For JA’s handling of manumission cases, see JA, Legal Papers , 2:48–67.

Edmund Randolph to John Adams, 2 April 1795 Randolph, Edmund Adams, John
From Edmund Randolph
Dear sir Philadelphia April 2. 1795.

I have the honor of returning to you the letter of Mr. J. Q. Adams.1 It is one among the many proofs of his attention, penetration and fitness for his present functions; which I feel a sincere pleasure in announcing on all proper occasions.
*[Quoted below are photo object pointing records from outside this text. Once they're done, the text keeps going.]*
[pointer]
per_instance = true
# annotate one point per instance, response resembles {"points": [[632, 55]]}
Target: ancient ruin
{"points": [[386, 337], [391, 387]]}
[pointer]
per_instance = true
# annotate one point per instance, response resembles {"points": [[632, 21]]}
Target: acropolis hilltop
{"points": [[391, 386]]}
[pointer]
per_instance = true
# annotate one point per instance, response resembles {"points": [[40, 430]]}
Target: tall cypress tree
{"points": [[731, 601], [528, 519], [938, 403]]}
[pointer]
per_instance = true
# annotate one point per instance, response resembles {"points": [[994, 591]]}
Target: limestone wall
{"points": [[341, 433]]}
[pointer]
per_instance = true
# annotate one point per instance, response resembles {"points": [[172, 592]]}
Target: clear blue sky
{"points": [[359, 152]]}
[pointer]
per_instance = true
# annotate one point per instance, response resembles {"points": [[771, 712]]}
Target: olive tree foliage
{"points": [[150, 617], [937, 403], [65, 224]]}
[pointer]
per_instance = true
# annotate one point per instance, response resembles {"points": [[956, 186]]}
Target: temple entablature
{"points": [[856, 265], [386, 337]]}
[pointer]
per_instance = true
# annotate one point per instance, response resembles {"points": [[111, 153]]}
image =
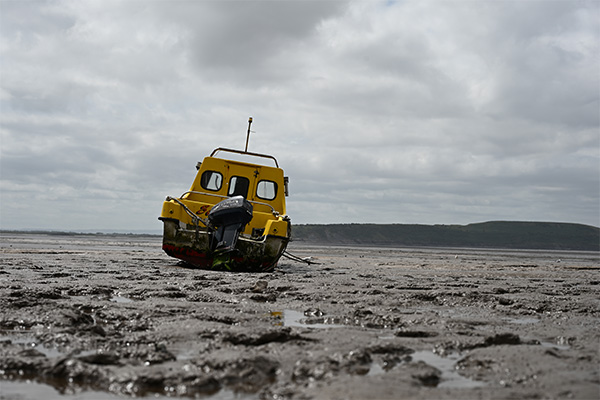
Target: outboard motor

The President desires me to present his acknowledgments to you for the communication.

It will be agreeable to you to learn, that no intelligence from Amsterdam gives the least reason to expect, that your sons will be placed in any jeopardy by the late catastrophe in Holland; and that our instructions do not require the minister at the Hague to incur the smallest personal danger.

If you are not a subscriber to Bache’s scandalous chronicle,2 it may be a subject of momentary Amusement to be now informed, that it is filled with discussions on the treaty; not one word of which, I believe, is known thro’ a regular channel to any person here, but the President and myself.

I have the honor to be / with great respect, dear sir / Sincerely yours

Edm: Randolph

RC (Adams Papers); internal address: “The hoñble / J. Adams / Braintree near / Boston.”

389 1.

Randolph returned JQA’s 21 Dec. 1794 letter to JA, above.

2.

Benjamin Franklin Bache (1769–1798) was Benjamin Franklin’s grandson. Formerly a classmate of JQA’s in Passy, France, he printed the Philadelphia Aurora General Advertiser, which cultivated pro-French sentiments throughout the 1790s (Jay, Selected Papers , 3:446; AFC , 3:15, 14:403).